CNRI – Maryam Radjavi, présidente élue de la Résistance iranienne, se félicite de la décision du gouvernement norvégien de fermer son ambassade à Téhéran et de celle du gouvernement britannique de fermer l’ambassade des mollahs à Londres, tout comme elle se réjouit du départ de Téhéran des diplomates britanniques. Elle estime que c’est une démarche nécessaire et le minimum requis après l’attaque sauvage par les pasdarans de l’ambassade de Grande-Bretagne. Elle a dit espérer que tous les pays européens rompent totalement leurs relations diplomatiques avec les mollahs.
L’attaque du 29 novembre de l’ambassade britannique par les gardiens de la révolution s’est faite sur l’ordre de Khamenei en personne. Le guide suprême des mollahs cherche par le biais du chantage et des menaces à empêcher la mise en œuvre d’une politique de fermeté et de sanctions internationales en raison de son programme d’armes nucléaires. Le terrorisme, les prises d’otages, les attaques contre des bâtiments diplomatiques, sont des moyens bien connus du régime des mollahs pour influencer la politique internationale et satisfaire ses exigences illégitimes.
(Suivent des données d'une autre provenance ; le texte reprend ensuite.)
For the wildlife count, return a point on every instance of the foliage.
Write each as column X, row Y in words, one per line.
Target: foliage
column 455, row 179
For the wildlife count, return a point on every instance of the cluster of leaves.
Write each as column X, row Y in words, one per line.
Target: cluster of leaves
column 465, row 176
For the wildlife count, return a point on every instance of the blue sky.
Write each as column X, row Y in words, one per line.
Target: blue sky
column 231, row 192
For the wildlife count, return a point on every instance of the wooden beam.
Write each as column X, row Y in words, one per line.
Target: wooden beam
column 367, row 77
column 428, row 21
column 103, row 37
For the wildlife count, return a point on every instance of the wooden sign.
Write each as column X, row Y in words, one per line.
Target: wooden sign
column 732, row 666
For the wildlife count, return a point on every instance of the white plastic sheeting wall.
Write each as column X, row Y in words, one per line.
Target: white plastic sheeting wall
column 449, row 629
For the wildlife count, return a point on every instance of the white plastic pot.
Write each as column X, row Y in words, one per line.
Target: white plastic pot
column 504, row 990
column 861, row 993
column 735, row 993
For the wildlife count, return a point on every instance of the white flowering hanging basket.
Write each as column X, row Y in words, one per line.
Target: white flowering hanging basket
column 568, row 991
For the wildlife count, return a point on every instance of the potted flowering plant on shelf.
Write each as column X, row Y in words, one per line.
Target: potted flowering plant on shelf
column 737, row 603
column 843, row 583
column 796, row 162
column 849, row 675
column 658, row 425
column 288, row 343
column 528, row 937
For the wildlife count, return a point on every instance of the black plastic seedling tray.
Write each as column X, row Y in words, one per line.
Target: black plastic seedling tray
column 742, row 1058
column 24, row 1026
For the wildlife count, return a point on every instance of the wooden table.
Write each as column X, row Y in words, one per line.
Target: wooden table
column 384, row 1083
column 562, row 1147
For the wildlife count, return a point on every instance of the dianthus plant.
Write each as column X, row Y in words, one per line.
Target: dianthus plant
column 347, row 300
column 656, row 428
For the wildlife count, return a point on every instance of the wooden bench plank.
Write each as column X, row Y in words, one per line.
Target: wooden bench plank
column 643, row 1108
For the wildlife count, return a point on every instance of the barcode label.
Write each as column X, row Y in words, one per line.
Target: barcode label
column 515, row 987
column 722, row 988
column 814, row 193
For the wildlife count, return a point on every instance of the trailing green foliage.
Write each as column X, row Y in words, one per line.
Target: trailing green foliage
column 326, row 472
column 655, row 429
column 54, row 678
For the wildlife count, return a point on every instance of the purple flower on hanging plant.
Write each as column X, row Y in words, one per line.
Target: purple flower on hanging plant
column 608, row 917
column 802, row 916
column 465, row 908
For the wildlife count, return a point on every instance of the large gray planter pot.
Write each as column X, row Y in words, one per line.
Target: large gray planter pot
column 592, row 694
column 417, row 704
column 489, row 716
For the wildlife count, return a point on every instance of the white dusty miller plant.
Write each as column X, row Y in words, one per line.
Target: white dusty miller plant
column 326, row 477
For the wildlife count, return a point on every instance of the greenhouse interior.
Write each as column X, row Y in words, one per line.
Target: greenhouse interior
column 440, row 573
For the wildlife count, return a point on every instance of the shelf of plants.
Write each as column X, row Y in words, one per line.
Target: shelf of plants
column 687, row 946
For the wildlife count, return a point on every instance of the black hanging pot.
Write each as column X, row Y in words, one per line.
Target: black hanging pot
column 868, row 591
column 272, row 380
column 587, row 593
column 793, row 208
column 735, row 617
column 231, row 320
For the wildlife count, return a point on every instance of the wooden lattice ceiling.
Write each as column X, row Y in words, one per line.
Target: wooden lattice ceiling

La bombe atomique, a ajouté Mme Radjavi, est une des composantes de la stratégie des mollahs pour se maintenir au pouvoir. Cette stratégie comporte aussi le massacre de l’opposition organisée, spécialement à Achraf en Irak, et l’exportation de l’intégrisme et la mainmise sur la région. Un boycott généralisé du régime, notamment pétrolier et diplomatique, même s’il reste nécessaire, ne suffit pas pour empêcher le régime de se doter de la bombe atomique. La solution définitive est un changement de régime par le peuple iranien et sa résistance.